People attend a rally for racial justice on the one year anniversary of the police shooting of Rayshard Brooks, in Atlanta
An Oakland, California-based racial justice organization has been accused of overspending in recent years - on 'fancy meals' and some dubious events that had questionable impact on social justice.


  • COC spent funds on 'fancy meals and extravagant offices,' a former employee said
  • The organization seemed more interested in throwing 'an elaborate party,' another ex-staffer said
  • Insider previously reported that COC was suffering from internal issues and ineffective leadership

A popular racial justice non-profit organization has reportedly laid off employees and implemented budget cuts after supposedly overspending on setting up "extravagant" business offices, and some lavish events.

The Oakland, California-based non-profit Color of Change (COC) has been burning its cash through since 2020 even as revenue declined, Insider reported Wednesday. Documents viewed by the outlet and staff members it spoke to revealed how the organization spent millions on executive salaries, lavish events, and some projects that had questionable impacts on Color of Change's social justice focus.

In a Medium post on June 23, after Insider forwarded to the organization results of its reporting on the matter, COC board chairs wrote that the non-profit was cutting its budget by $23 million after an earlier cost projection of $43 million.

As part of the cost-cutting measures, the board chairs said the organization would pause some of the projects launched in the last few years and "instituting pay cuts that are steepest at the top."

"One recent media story and another upcoming have created false and damaging narratives for us to navigate," the board chairs also wrote but did not provide further details about which outlet released the story.

Insider previously reported that the organization has been suffering from internal issues, ineffective leadership, and multiple layoffs, as well as job cuts on April 10 among staffers who were members of the COC union formed in 2020. The union filed a complaint with the National Labor Relations Board (NLRB), alleging that the April 10 layoffs were illegal.

In its Wednesday report, Insider revealed that 49 staffers were laid off a week after board chairs published the Medium post, citing staff and a list of eliminated roles reviewed by the outlet.

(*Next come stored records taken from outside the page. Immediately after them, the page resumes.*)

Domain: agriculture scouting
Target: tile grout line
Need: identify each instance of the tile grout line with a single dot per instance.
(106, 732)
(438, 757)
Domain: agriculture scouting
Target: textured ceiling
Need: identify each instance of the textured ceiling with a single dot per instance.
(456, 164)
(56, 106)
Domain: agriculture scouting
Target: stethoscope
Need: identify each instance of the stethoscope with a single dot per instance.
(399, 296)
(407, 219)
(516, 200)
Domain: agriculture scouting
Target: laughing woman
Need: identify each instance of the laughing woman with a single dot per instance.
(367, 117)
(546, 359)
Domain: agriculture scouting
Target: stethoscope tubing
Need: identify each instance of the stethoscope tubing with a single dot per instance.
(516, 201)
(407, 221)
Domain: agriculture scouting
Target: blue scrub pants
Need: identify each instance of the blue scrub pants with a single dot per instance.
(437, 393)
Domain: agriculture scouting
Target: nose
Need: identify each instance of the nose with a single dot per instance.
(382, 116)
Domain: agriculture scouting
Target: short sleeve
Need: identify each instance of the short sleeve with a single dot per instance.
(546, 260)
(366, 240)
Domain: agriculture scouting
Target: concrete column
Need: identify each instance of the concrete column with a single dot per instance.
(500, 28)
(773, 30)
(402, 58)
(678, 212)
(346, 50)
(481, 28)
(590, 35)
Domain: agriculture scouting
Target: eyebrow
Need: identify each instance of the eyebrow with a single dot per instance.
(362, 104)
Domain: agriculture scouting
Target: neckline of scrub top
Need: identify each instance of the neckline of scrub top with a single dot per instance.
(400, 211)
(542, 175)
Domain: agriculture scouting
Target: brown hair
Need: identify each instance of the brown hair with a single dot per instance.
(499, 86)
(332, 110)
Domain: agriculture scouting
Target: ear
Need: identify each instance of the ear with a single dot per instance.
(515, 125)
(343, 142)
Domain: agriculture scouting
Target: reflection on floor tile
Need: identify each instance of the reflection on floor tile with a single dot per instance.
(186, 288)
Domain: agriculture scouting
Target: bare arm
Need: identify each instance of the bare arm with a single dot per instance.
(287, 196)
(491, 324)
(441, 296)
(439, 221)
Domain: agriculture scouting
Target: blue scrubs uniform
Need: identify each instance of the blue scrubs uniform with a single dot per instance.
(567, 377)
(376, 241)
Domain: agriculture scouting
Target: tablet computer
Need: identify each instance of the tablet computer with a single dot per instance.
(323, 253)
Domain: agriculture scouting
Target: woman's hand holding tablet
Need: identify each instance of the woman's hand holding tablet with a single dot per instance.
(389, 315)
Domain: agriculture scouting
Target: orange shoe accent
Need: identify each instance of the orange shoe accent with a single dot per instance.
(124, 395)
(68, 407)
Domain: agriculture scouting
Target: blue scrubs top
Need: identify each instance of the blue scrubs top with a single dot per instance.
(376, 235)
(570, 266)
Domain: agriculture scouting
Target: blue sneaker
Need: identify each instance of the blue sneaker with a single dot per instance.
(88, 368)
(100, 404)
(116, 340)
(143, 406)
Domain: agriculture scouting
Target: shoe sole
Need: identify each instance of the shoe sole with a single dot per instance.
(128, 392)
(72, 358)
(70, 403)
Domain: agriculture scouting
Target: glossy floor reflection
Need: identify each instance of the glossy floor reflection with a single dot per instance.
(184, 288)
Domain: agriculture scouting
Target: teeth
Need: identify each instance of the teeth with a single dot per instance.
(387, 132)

The outlet added that there were two previous layoff rounds at COC this spring.

Staffers and documents, according to the report, revealed that the organization hasn't been raising enough funds to pay for its bills and it is millions behind in some payments due.

Ben O'Keefe, a media producer who worked for COC in 2019, told the outlet that spending was unrestrained during his time with the non-profit, with around $25,000 spent on each episode of a podcast that only had fewer than 300 listeners each month.

"Money was never an object, which sounds like a good thing until you start to understand that people are donating $5 a month, and it's all they have. It's being spent on fancy meals and extravagant offices and not much else," O'Keefe said.

Salaah Muhammad, an ex-regional manager who was among the staffers let go in the spring, said accounting controls were lax.

Muhammad and another person with access to COC's budget information said hundreds of thousands of dollars were spent on carnivals on Martha's Vineyard to celebrate Black History and raise awareness on book bannings. COC, however, disputed the amount Muhammad provided, saying the Martha's Vineyard event only cost $7,000 to execute.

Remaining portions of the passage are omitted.